Videoyu izleyenlerin bizzat gelerek, telefonla ulaşarak veya sosyal medya aracılığıyla beğenip, paylaşım yaparak İnebolu'ya özgü ifadelere ne denli sahip çıktıklarını ve bunun gibi küçücük şeylerle ne büyük mutluluk yaşadıklarını da bu vesileyle görmüş olduk.

Hatta, İneboluluyum diyen herkesin ortak paydası olan ve gerçekten bize has kelimeler ve cümlelerle bizim bölge ağzımızı oluşturan bu tarz bir derlemenin daha önce yapılmadığının da farkına vardık.

Ve bu derleme ile İnebolu'ya özgü ilginç ifadelerin kayıt altına alındığı ve gelecek nesillere aynen aktarılacağı düşüncesi yapılan işin ne derece önemli olduğunu ortaya koydu.

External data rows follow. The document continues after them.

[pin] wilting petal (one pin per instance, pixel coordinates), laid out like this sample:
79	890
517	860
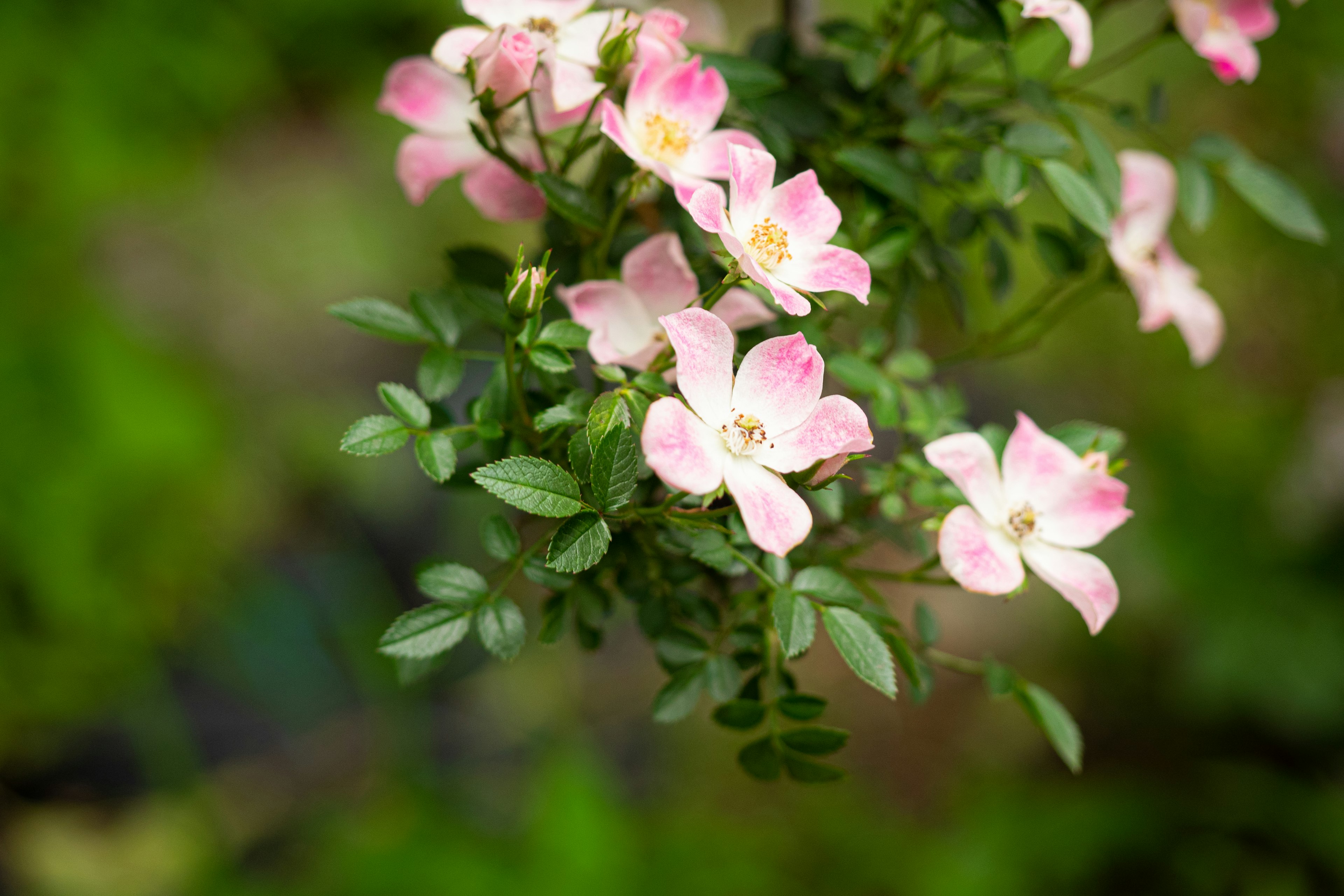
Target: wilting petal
819	269
836	428
969	463
1085	581
741	309
660	276
979	556
502	195
424	163
682	449
776	518
424	96
780	382
704	348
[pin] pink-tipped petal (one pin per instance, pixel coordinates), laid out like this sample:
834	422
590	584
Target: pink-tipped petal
502	195
780	382
776	518
660	276
1085	581
424	96
969	463
820	269
704	347
836	428
678	445
979	556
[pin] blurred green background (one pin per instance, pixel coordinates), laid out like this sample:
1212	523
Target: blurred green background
194	578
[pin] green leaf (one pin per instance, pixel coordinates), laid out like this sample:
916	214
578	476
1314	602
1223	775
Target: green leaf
436	312
882	171
382	319
440	373
830	586
570	202
761	760
1276	198
796	621
374	436
862	648
437	456
815	741
1004	174
1078	197
974	19
499	538
425	632
740	715
580	543
678	698
533	485
1059	727
565	334
502	629
747	78
802	707
452	582
615	469
1037	139
1197	194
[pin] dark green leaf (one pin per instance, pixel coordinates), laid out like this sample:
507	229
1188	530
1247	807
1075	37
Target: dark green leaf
531	484
374	436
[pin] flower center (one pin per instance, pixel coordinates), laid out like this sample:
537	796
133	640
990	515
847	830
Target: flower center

Çünkü İnebolu'da doğmuş, büyümüş, yaşamış her bireyin benimsediği bu konuşma şekli tamamen bizi yansıtıyor, Getire GÖTÜR, deliye DÖLÜ, eriğe ÖRÜK diyerek başka yörelerden kolayca ayırd edilebilen ilginç kelimelerle farklılığımız meydana çıkıyordu.

Özellikle İnebolu dışına çıktığımız da bu kelimeleri insanların anlayamadığını görsek de, biz birbirimizi anladığımız sürece değiştirme yada düzeltmeye gerek yoktu. 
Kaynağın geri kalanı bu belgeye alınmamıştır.